Jusqu’au jour où il sera frappé par le destin, en 2010, lors d’un grave accident de la route. « J’ai été amputé d’une jambe », dit-il. Une situation qu’il aura cependant du mal à accepter. « Vous pouvez dépendre du soutien et des conseils des médecins et des proches pour alléger votre souffrance, mais pour s’en sortir, il faut y mettre du sien », fait-il comprendre.
Après quatre à cinq mois de rééducation, Juanito Beguinot a alors reçu une prothèse. « Mo finn pli soufer ar bann ale-retour divan lakour ki letan mo ti fini fer aksidan. C’était comme une humiliation. La somme que j’ai obtenue en termes de dédommagement en cour de justice était ridicule. Ti zis pou pay laklinik. Il m’a fallu beaucoup de courage pour reprendre mes occupations habituelles », rajoute-t-il.
Cependant, perdre une jambe « n’est pas la fin du monde », admet-il. « Il y a des pays où des enfants meurent sous les bombes », dira-t-il. Aujourd’hui, impossible, à le voir, de savoir qu’il est unijambiste. « De toute façon, je n’ai pas honte. E mo dans mo sega kan bizin », lance-t-il dans un grand éclat de rire.
Désormais sans travail, il a alors décidé d’aider son village, dit-il. C’est ainsi qu’il sera devenu conseiller de village, poste qu’il occupe d’ailleurs depuis 2011. Mais cela ne lui suffit pas. Et en 2017, avec un groupe d’amis, il décide alors de monter un groupe de cyclistes sur route. « L’idée était d’éviter que les jeunes prennent un mauvais chemin, fassent de mauvais choix. Surtout lorsque l’on voit les ravages que fait la drogue chez les jeunes. Notre combat est alors devenu : oui au sport, mais non à la drogue. »

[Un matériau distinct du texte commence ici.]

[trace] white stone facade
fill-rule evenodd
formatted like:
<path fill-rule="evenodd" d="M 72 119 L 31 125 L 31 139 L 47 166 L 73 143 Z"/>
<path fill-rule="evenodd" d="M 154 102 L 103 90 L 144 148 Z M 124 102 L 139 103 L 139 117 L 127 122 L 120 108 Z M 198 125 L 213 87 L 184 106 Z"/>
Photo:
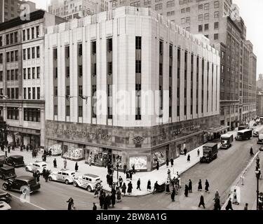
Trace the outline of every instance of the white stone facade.
<path fill-rule="evenodd" d="M 169 99 L 163 97 L 163 115 L 142 114 L 140 120 L 135 120 L 135 37 L 142 37 L 142 92 L 159 90 L 159 42 L 163 43 L 163 88 L 169 91 L 169 46 L 173 46 L 172 115 L 169 118 Z M 96 41 L 97 48 L 97 92 L 107 92 L 107 48 L 108 38 L 112 38 L 112 108 L 113 118 L 109 120 L 107 113 L 97 113 L 92 119 L 90 113 L 90 43 Z M 83 103 L 83 118 L 78 119 L 77 44 L 83 46 L 83 95 L 88 97 Z M 70 51 L 70 117 L 65 115 L 65 47 Z M 177 48 L 181 49 L 180 74 L 177 79 Z M 54 115 L 53 55 L 53 49 L 58 49 L 58 116 Z M 184 51 L 187 51 L 187 97 L 184 100 Z M 152 127 L 166 123 L 187 121 L 195 118 L 220 114 L 220 67 L 218 51 L 209 45 L 209 40 L 203 36 L 194 36 L 167 18 L 149 8 L 125 6 L 112 12 L 103 12 L 70 22 L 49 27 L 45 36 L 45 92 L 46 119 L 61 122 L 97 124 L 120 127 Z M 193 55 L 192 88 L 191 88 L 191 58 Z M 199 71 L 196 71 L 196 57 L 199 59 Z M 204 59 L 203 99 L 202 100 L 202 59 Z M 208 74 L 208 63 L 210 69 Z M 213 73 L 212 74 L 212 64 Z M 198 86 L 196 74 L 198 74 Z M 180 80 L 180 113 L 177 114 L 177 80 Z M 198 113 L 196 112 L 196 90 L 198 88 Z M 191 91 L 192 89 L 192 91 Z M 118 104 L 117 93 L 127 91 L 132 97 L 125 98 L 126 108 L 131 113 L 118 113 L 122 104 Z M 208 93 L 208 94 L 207 94 Z M 192 97 L 191 97 L 192 95 Z M 208 99 L 207 96 L 208 95 Z M 133 97 L 134 96 L 134 97 Z M 159 98 L 159 97 L 158 97 Z M 191 102 L 192 101 L 192 102 Z M 201 103 L 203 101 L 202 113 Z M 187 105 L 184 103 L 187 102 Z M 154 111 L 153 101 L 141 102 L 142 111 Z M 107 98 L 102 103 L 102 111 L 107 111 Z M 192 105 L 192 107 L 191 106 Z M 187 113 L 184 113 L 187 106 Z M 191 111 L 192 110 L 192 113 Z M 186 115 L 185 115 L 186 114 Z"/>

Ainsi donc est né le Club Cycliste de Tamarin. « Depuis, on est reconnu au niveau professionnel par la Fédération mauricienne de cyclisme pour l’encadrement des jeunes dans la région de Rivière-Noire. » Et même si les infrastructures laissent à désirer, note-t-il, « nous nous battons pour que ces jeunes aient un avenir dans ce monde où tout devient difficile. »

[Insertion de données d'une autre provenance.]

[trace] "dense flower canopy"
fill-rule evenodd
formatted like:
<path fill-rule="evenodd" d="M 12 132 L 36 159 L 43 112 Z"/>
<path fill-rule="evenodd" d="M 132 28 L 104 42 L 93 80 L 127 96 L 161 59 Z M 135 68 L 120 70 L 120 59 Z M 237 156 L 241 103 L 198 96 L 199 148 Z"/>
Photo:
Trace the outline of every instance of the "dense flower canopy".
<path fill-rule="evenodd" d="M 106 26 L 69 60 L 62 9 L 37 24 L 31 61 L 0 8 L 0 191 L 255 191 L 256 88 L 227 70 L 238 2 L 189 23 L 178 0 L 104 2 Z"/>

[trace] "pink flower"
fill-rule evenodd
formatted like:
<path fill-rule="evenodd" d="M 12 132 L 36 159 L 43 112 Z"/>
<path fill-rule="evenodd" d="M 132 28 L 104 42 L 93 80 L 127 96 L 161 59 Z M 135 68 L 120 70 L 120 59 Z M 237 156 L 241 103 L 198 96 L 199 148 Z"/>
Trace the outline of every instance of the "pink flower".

Juanito Beguinot a certes traversé des moments difficiles dans sa vie, mais il n’est pas insensible à la misère, dont il est témoin. « Avec la crise du Covid-19, la situation des familles précaires, déjà dramatique, s’est aggravée. Il y a des endroits à Maurice où les familles défavorisées ont vraiment besoin d’être soutenues », conclut-il.